Dumesnil is a 6’2” 210 pound outfielder, and he was drafted at age 21, so he was on the youngish side for a junior in his draft class and won’t turn 22 until March. The Tigers paid him $214,500, just a modest bump over the minimum, so he was another pick to save money for their top targets. His college career was impressive despite his small school background. The center fielder hit 19 home runs in his sophomore year across 61 games and he showed out pretty well swinging wood bats in the Cape Cod League later that season.
By that point his draft stock had rocketed to where he was pretty universally viewed as an early round pick. However, his power output cooled as a junior as he had a little more trouble with breaking stuff. He still cracked 10 bombs in 57 games while stealing 27 bases and drew his walks. The strikeouts were up somewhat but he still made a good deal of hard contact. Even so, the down junior year chilled his draft stock in some quarters, though Baseball America still had him 52nd on their draft board in one of their final mock drafts last spring prior to the July draft.
Dumensil only played 16 games with Single-A Lakeland, so we can’t really take anything from the results, though they were modestly positive, but he showed off some interesting underlying traits. He walked much more than he struck out and his swinging strike rate was a very low 8.7 percent. He averaged 89.5 mph with his average exit velocity, which is really good by MLB standards, though again, this was just a couple weeks worth of games. Still, those are some intriguing numbers for a player who has size and also carries the speed to play a fairly solid center field right now. As a quality college hitter handling Single-A pretty quickly is mandatory, but the amount of hard contact was nice to see.
There are plenty of questions that will need to start being answered in 2026 as Dumesnil makes his full season pro debut. Still, there’s a chance that the Tigers landed a sleeper here with a lot of strong tools. He’s probably not a full-time center fielder in the long-term, but he looks like he’ll be able to capably handle all three outfield spots.
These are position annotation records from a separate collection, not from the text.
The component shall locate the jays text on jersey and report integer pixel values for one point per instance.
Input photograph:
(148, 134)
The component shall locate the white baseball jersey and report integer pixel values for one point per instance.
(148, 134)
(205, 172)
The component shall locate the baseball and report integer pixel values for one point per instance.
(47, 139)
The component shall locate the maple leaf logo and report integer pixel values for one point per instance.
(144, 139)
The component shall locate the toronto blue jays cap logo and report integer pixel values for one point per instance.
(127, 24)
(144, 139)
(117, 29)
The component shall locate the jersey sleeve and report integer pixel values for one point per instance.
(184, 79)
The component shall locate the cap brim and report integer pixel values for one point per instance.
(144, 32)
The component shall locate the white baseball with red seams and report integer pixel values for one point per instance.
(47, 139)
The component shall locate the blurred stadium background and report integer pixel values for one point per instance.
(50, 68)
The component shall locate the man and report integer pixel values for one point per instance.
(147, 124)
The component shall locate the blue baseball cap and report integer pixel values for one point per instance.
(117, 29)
His arm is solid, though not a prototypical right fielder’s cannon.
Dumesnil has a tendency to get out in front rather than sitting back to drive pitches to the pull field, but there’s time to work on it. He did produce a lot of ground balls and precious little hard contact in the air in Lakeland. Still, his size and his history say there’s a chance to develop average power, particularly if he can start driving the ball in the air more. He’s not a burner, but he has above average speed as well. Put those tools together with a history of making a lot of hard contact and pretty good zone discipline, and there’s a ton to like considering the price the Tigers paid to draft him.
We’ll just have to see how he handles a better, more consistent brand of breaking stuff and offspeed this season. A good goal would be for Dumesnil to hit his way to West Michigan by this summer and hold his own there.